I have a love-hate relationship with Facebook's "On This Day" feature.  Love because "On This Day" remembers beautiful, cherished memories I might otherwise forget. When I click on the events of this day years ago I nearly always find an encouraging picture or quote. I may have forgotten it but "On This Day" never forgets.
And that's partly the trouble.
"On This Day" never forgets one single day's posting. It flawlessly recalls not only my good days but every dark, sad day filled with pathetic musings. "On This Day"  reminds me of pieces of my past I'd rather forget. Even the people I'd rather not revisit are not off-limits.
"On This Day" doesn't have a filter or sensor to shield me from the memories I don't want to remember.

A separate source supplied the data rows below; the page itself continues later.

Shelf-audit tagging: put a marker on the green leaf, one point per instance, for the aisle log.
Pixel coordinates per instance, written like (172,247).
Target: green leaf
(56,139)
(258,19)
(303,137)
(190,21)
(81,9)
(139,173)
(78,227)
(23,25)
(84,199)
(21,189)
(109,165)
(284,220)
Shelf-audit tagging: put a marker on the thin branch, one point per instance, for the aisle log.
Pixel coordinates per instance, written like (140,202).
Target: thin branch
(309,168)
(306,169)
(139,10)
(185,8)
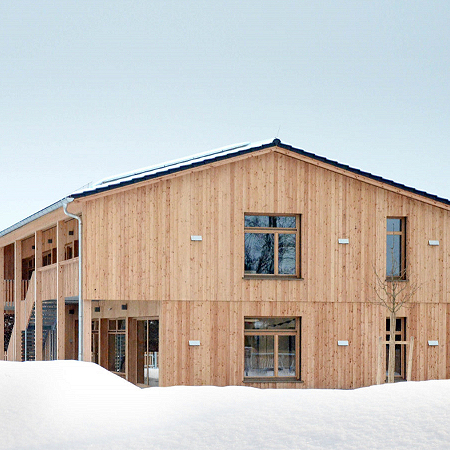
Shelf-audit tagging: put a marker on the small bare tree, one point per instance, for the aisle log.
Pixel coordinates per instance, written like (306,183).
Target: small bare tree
(393,292)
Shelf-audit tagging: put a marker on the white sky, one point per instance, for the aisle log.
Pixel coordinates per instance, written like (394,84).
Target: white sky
(89,89)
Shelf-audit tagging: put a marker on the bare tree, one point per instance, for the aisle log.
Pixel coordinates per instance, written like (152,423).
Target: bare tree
(393,292)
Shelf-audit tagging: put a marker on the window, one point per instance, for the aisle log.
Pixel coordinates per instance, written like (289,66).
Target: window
(400,349)
(68,252)
(272,347)
(395,248)
(49,257)
(271,245)
(116,346)
(95,327)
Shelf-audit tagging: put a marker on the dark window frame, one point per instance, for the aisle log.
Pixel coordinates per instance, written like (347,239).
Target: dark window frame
(391,273)
(276,232)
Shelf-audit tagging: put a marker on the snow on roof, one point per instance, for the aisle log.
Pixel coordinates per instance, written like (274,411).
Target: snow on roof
(159,169)
(199,159)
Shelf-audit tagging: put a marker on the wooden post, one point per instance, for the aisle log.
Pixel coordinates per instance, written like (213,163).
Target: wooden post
(17,299)
(410,359)
(60,300)
(103,343)
(131,350)
(2,303)
(380,360)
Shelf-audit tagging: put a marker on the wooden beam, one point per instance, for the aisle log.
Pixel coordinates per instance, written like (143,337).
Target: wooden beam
(38,296)
(60,302)
(17,299)
(380,360)
(410,359)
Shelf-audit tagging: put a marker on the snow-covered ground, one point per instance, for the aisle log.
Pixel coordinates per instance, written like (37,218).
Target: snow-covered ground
(73,405)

It displays in living color the good, the bad and the ugly. And on December 9, 2008 it displayed something very ugly indeed.

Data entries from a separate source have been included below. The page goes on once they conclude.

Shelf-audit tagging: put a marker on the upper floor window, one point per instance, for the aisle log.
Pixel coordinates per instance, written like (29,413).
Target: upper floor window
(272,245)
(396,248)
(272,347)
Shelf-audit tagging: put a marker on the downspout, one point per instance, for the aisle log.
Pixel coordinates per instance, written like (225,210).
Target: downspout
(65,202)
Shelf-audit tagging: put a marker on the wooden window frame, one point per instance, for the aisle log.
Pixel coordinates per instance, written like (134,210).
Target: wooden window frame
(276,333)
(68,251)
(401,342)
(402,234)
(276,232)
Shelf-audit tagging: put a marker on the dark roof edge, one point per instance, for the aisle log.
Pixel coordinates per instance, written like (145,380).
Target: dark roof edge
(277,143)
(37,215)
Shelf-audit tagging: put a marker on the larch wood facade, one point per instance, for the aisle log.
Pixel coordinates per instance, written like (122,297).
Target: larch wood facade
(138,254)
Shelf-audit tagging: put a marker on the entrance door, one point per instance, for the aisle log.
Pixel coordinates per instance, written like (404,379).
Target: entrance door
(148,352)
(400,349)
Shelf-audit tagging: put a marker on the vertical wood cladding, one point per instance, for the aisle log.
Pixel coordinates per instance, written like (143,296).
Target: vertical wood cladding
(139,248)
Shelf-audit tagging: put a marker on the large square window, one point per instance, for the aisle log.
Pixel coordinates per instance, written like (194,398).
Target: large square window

On December ninth nine years ago to the day I was eighteen years old and a freshman away at college. It was just a week before finals and I was feeling terrible. A trip the school nurse confirmed my fears. I was diagnosed with mononucleosis.
When she broke the news I remember telling her it couldn't be true. I hadn't kissed anyone so how could I have the "kissing disease"? When the nurse suspected I had shared a straw I admitted to being guilty as charged. 

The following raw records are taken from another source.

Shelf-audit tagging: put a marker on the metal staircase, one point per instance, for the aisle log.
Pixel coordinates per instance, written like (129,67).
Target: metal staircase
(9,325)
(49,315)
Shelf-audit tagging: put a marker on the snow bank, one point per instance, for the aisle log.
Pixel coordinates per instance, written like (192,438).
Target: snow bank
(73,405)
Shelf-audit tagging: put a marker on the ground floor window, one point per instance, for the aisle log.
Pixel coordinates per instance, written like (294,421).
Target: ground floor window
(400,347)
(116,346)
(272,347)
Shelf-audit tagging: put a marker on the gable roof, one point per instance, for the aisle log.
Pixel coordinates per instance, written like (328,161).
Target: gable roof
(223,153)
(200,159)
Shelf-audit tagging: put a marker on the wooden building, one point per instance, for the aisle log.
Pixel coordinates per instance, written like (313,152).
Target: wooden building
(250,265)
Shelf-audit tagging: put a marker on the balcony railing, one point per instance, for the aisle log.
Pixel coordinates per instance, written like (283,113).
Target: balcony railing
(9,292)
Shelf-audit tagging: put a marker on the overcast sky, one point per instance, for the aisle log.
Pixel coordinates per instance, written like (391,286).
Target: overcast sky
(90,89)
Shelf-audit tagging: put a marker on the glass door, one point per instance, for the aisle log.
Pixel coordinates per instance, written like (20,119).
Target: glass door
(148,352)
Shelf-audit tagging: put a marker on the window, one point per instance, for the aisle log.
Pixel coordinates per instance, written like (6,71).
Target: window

These memories wouldn't have come to mind on this particular day but for Facebook's "On This Day" feature. It is all thanks to my social media account's memory that I was reminded of this day in my history and and how significantly it changed my life.
Since this day nine years ago when the school nurse delivered her diagnosis my health has never been the same. I have never been fully healthy again. Brewing in my body were infections and their co-infections. Symptoms were developing and disease was spreading but I was blissfully unaware of the suffering to come.
Now as I look back on this day nine years ago I can see the crossroads I came to in my life on that cold Tuesday morning. It was alone on the nurse's examination table that I was told for the very first time that I was in ill health. But it wouldn't be the last. For the past nine years my life has been full of troubling health reports. Everyone from doctors and nurses to health gurus and complete strangers have made bleak pronouncements about my body's physical condition. It all began nine years ago with mono on December 9, 2008, a watershed moment that changed my life.

As I look back to those many years ago it makes me wonder, what is happening right now that will be significant later? What Facebook post will prove life changing nine years in the future?
The mystery of God's design for life is that it doesn't come with an "On This Day" in the future feature. My understanding can only look back on the past and see a sliver of how it has impacted the present. I cannot even begin to see the magnitude of significance the present will have on the future. God alone knows the true importance of this day. He alone knows the part it will play in shaping my tomorrow and my life nine years in the future.
All God tells me about the future is not to worry about it. My only duty is to live surrendered to Christ and united with His righteousness in the here and now. Today, on this very day, I am instructed to make decisions that are pleasing to God. He will take care of my future as I follow in the footsteps of Jesus.